The cotton market closed sharply higher Wednesday amid an ailing U.S. dollar, bullish performances in the grains and persisting hot-and-dry conditions in West Texas. The decline in the dollar is being precipitated by certain trader’s views over the civil unrest in the U.S. and the amounts of government stimulus now considered exorbitant.
Hot-and-dry conditions are now being seen in South America, as well as across the U.S. Upper Midwest. Those field conditions have combined to jump corn to new life-of-contract highs. Obviously, such strength is also encouraging cotton higher. Yet, the direct situation in West Texas seems not to be abating. The short-term weather forecast calls for some potential light rain this week across the Lubbock area, but whatever amount falls it will not be enough to break the drought.
Thursday, USDA will issue its weekly export-sales. Last week saw strong sales with Vietnam as the top buyer. Given the dollar has been declining over the past week, hopefully sales will be stout yet again.
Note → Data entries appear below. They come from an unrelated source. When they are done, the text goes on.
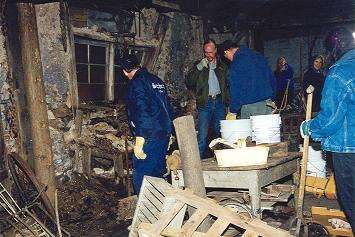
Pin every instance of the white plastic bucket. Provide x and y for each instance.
(232, 130)
(246, 156)
(316, 166)
(266, 128)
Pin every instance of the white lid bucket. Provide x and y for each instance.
(266, 128)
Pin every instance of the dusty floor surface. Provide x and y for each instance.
(90, 207)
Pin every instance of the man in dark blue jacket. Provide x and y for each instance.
(251, 81)
(150, 117)
(334, 127)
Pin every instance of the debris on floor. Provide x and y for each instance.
(90, 207)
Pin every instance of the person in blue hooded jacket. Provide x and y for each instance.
(334, 127)
(251, 81)
(150, 116)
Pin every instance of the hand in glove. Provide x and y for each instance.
(304, 128)
(231, 116)
(138, 148)
(203, 63)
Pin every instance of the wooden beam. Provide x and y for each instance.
(92, 34)
(170, 5)
(35, 94)
(190, 155)
(110, 79)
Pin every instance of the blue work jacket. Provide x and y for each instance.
(250, 79)
(148, 106)
(334, 126)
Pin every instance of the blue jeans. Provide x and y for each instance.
(344, 173)
(212, 113)
(153, 165)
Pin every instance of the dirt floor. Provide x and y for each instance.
(89, 207)
(98, 207)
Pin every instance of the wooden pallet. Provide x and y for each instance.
(206, 217)
(321, 215)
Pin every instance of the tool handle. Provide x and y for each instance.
(304, 162)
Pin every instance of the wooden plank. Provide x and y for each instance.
(160, 184)
(190, 155)
(144, 208)
(36, 98)
(171, 208)
(155, 192)
(214, 209)
(110, 79)
(218, 227)
(158, 204)
(91, 34)
(194, 221)
(211, 164)
(249, 233)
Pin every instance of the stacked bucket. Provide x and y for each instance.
(266, 128)
(262, 129)
(232, 130)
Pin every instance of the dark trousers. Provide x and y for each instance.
(344, 173)
(153, 165)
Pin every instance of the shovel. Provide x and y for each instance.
(301, 189)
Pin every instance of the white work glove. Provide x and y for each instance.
(231, 116)
(138, 148)
(203, 63)
(304, 128)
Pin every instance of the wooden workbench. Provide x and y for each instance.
(252, 178)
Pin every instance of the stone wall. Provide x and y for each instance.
(55, 55)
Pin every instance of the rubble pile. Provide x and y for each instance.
(90, 207)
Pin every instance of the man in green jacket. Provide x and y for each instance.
(207, 80)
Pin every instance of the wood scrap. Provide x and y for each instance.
(169, 206)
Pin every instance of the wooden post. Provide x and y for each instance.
(35, 94)
(190, 155)
(302, 184)
(110, 79)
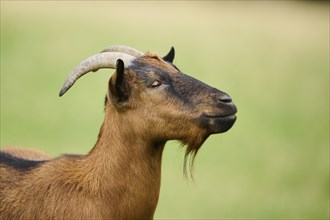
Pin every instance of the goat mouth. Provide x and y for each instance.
(218, 124)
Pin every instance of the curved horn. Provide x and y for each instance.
(94, 63)
(123, 49)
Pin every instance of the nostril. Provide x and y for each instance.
(225, 98)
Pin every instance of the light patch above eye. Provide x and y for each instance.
(155, 83)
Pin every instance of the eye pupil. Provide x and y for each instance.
(156, 83)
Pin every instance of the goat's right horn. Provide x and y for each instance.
(123, 49)
(94, 63)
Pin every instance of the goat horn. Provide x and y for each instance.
(94, 63)
(123, 49)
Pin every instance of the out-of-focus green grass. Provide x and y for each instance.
(271, 57)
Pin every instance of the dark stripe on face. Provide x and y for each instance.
(19, 163)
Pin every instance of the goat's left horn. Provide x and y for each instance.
(123, 49)
(94, 63)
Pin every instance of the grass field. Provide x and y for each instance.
(271, 57)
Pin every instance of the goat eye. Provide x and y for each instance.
(155, 83)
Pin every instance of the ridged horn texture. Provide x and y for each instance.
(106, 59)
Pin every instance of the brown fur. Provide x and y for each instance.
(120, 177)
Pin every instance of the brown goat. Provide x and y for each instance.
(149, 101)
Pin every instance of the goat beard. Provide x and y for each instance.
(192, 147)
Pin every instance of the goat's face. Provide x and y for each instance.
(168, 104)
(155, 100)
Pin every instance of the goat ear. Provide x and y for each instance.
(118, 86)
(170, 56)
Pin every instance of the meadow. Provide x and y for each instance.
(272, 58)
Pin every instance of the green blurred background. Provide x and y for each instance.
(271, 57)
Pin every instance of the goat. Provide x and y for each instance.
(148, 102)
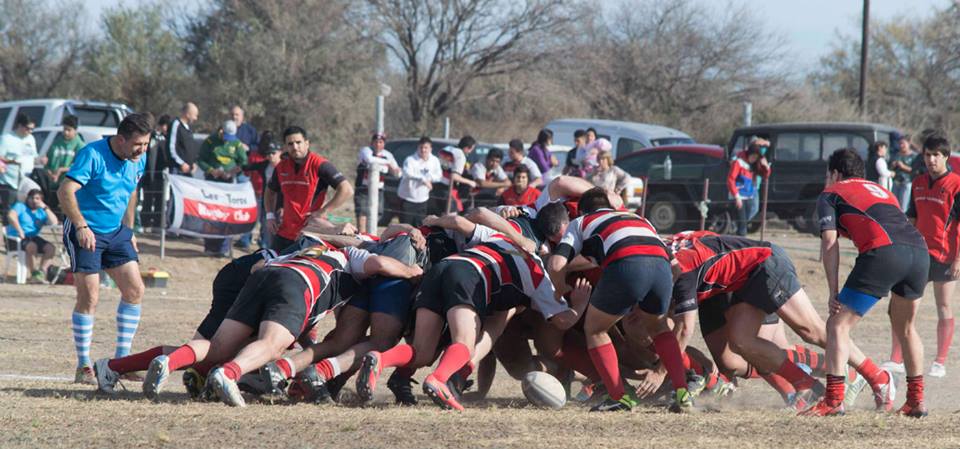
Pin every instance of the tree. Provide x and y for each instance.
(445, 46)
(40, 44)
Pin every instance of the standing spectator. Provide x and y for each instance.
(420, 171)
(453, 162)
(902, 165)
(59, 157)
(181, 147)
(521, 193)
(302, 179)
(18, 151)
(572, 167)
(97, 199)
(540, 153)
(378, 153)
(609, 176)
(518, 158)
(221, 160)
(26, 220)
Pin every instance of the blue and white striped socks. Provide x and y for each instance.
(128, 318)
(82, 336)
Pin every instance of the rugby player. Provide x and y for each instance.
(892, 258)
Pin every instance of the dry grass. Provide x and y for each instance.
(35, 340)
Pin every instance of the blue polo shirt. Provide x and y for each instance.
(107, 181)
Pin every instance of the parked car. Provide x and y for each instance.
(626, 137)
(675, 188)
(798, 153)
(49, 112)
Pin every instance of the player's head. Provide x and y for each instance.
(844, 163)
(552, 220)
(593, 200)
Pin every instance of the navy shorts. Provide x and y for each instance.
(112, 250)
(386, 295)
(643, 281)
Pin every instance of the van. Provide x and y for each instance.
(49, 112)
(626, 137)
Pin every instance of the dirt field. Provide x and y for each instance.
(39, 407)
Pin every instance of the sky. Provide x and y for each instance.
(808, 27)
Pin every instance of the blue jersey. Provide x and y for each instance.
(30, 220)
(107, 181)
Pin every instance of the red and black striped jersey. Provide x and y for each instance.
(512, 277)
(607, 236)
(935, 204)
(867, 214)
(715, 264)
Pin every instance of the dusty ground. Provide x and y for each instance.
(39, 408)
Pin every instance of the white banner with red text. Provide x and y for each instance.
(211, 209)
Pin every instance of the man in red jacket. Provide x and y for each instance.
(303, 178)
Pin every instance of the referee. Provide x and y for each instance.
(97, 198)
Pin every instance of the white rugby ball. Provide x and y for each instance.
(543, 390)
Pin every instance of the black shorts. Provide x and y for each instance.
(644, 281)
(771, 284)
(274, 294)
(712, 314)
(939, 272)
(901, 269)
(451, 283)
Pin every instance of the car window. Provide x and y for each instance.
(797, 147)
(34, 112)
(836, 141)
(626, 146)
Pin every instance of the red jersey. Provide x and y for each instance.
(607, 236)
(935, 205)
(715, 264)
(867, 214)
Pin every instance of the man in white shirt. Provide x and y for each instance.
(420, 171)
(375, 153)
(18, 151)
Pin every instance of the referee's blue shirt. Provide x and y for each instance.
(107, 183)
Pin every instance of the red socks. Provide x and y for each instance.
(944, 338)
(605, 361)
(451, 361)
(398, 355)
(135, 362)
(669, 351)
(182, 357)
(232, 370)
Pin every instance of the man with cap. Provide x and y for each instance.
(221, 158)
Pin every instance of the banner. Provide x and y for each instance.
(211, 209)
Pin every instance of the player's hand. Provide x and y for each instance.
(86, 239)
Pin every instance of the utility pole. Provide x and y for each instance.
(864, 45)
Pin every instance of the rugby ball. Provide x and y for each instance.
(543, 390)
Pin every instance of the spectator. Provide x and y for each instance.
(518, 158)
(26, 220)
(453, 162)
(572, 167)
(902, 165)
(540, 152)
(151, 185)
(521, 193)
(221, 159)
(420, 171)
(609, 176)
(60, 156)
(181, 147)
(378, 153)
(18, 151)
(302, 179)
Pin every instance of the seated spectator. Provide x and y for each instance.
(521, 193)
(25, 222)
(517, 158)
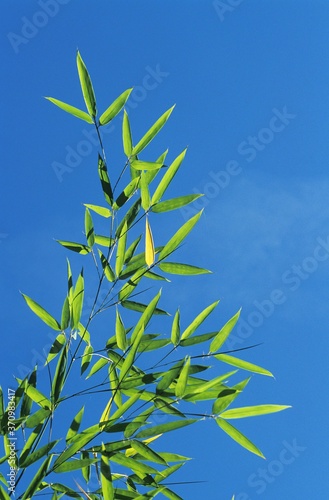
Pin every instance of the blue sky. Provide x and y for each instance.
(250, 80)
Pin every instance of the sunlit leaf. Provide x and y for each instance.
(252, 411)
(114, 108)
(245, 365)
(149, 245)
(89, 228)
(238, 437)
(105, 181)
(42, 313)
(182, 269)
(198, 320)
(167, 178)
(75, 247)
(71, 110)
(174, 203)
(86, 86)
(179, 236)
(152, 132)
(224, 333)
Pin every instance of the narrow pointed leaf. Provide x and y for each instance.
(179, 236)
(72, 110)
(198, 320)
(89, 228)
(224, 333)
(182, 269)
(252, 411)
(126, 135)
(174, 203)
(168, 177)
(75, 247)
(149, 245)
(42, 313)
(114, 108)
(238, 437)
(182, 379)
(75, 425)
(162, 428)
(108, 271)
(105, 181)
(152, 132)
(37, 479)
(245, 365)
(86, 86)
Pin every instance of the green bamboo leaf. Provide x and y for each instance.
(227, 395)
(114, 108)
(71, 110)
(197, 339)
(37, 479)
(75, 425)
(36, 455)
(75, 247)
(167, 178)
(162, 428)
(146, 316)
(174, 203)
(89, 228)
(37, 396)
(38, 417)
(131, 249)
(137, 306)
(198, 320)
(145, 165)
(175, 329)
(126, 194)
(224, 333)
(105, 181)
(56, 348)
(72, 465)
(86, 86)
(245, 365)
(86, 358)
(77, 301)
(106, 477)
(130, 215)
(108, 271)
(126, 135)
(104, 212)
(145, 192)
(147, 452)
(120, 332)
(182, 269)
(238, 437)
(97, 366)
(252, 411)
(59, 376)
(179, 236)
(182, 379)
(42, 313)
(104, 241)
(152, 132)
(121, 249)
(65, 319)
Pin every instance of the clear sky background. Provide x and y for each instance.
(250, 80)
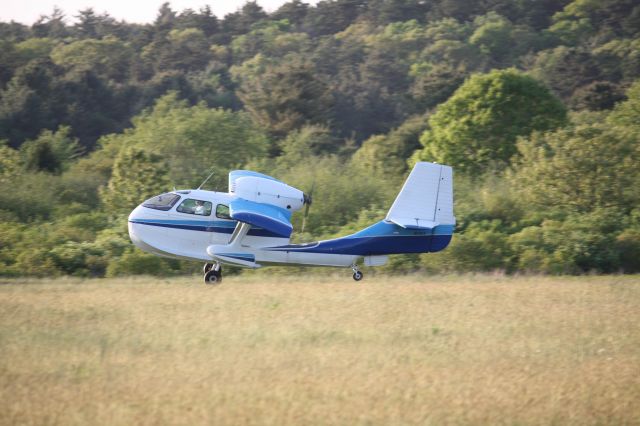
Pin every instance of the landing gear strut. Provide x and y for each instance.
(212, 273)
(357, 275)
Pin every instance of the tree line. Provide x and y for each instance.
(536, 104)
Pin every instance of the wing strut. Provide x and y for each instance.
(239, 233)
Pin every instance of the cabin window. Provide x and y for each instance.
(197, 207)
(222, 212)
(162, 202)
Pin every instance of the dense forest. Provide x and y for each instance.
(535, 103)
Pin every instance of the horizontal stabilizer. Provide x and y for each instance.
(409, 223)
(261, 215)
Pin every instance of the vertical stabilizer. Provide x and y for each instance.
(426, 198)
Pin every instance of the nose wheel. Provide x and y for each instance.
(357, 275)
(212, 273)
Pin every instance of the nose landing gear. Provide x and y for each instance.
(357, 275)
(212, 273)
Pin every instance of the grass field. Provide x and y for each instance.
(410, 350)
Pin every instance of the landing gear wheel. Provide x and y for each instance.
(213, 277)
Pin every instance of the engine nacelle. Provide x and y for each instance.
(261, 190)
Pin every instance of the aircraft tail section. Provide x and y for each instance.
(426, 198)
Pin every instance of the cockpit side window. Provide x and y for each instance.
(222, 212)
(197, 207)
(162, 202)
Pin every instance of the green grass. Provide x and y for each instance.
(410, 350)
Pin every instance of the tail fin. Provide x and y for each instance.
(426, 199)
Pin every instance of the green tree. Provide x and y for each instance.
(476, 129)
(137, 175)
(108, 57)
(387, 154)
(579, 168)
(193, 140)
(282, 97)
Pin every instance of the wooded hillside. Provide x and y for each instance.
(535, 103)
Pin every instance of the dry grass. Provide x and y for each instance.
(413, 350)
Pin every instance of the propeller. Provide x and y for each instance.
(308, 200)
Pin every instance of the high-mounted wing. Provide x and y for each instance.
(261, 215)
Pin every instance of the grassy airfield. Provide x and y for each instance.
(283, 350)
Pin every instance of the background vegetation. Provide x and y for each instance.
(535, 103)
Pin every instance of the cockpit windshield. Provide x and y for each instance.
(162, 202)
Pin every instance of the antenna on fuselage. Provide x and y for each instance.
(208, 177)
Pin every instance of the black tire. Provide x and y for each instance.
(213, 277)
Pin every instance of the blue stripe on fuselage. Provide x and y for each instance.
(222, 227)
(380, 239)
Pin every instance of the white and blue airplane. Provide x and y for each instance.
(250, 226)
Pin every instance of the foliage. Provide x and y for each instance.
(476, 129)
(342, 96)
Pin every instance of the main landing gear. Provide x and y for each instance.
(212, 273)
(357, 275)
Interesting to note that in recent days as prices have been rising, open interest (the total number of all participants) has been declining. This is a classic depiction of short-covering traders. In other words, traders who have previously placed short-sided bets on the market are now scrounging to cover those with net buying.
Thursday, May cotton closed at 84.20 cents, up 2.38 cents, July settled at 85.52 cents, up 2.33 cents and December ended at 82.71 cents, up 1.25 cents; estimated volume was 55,050 contracts.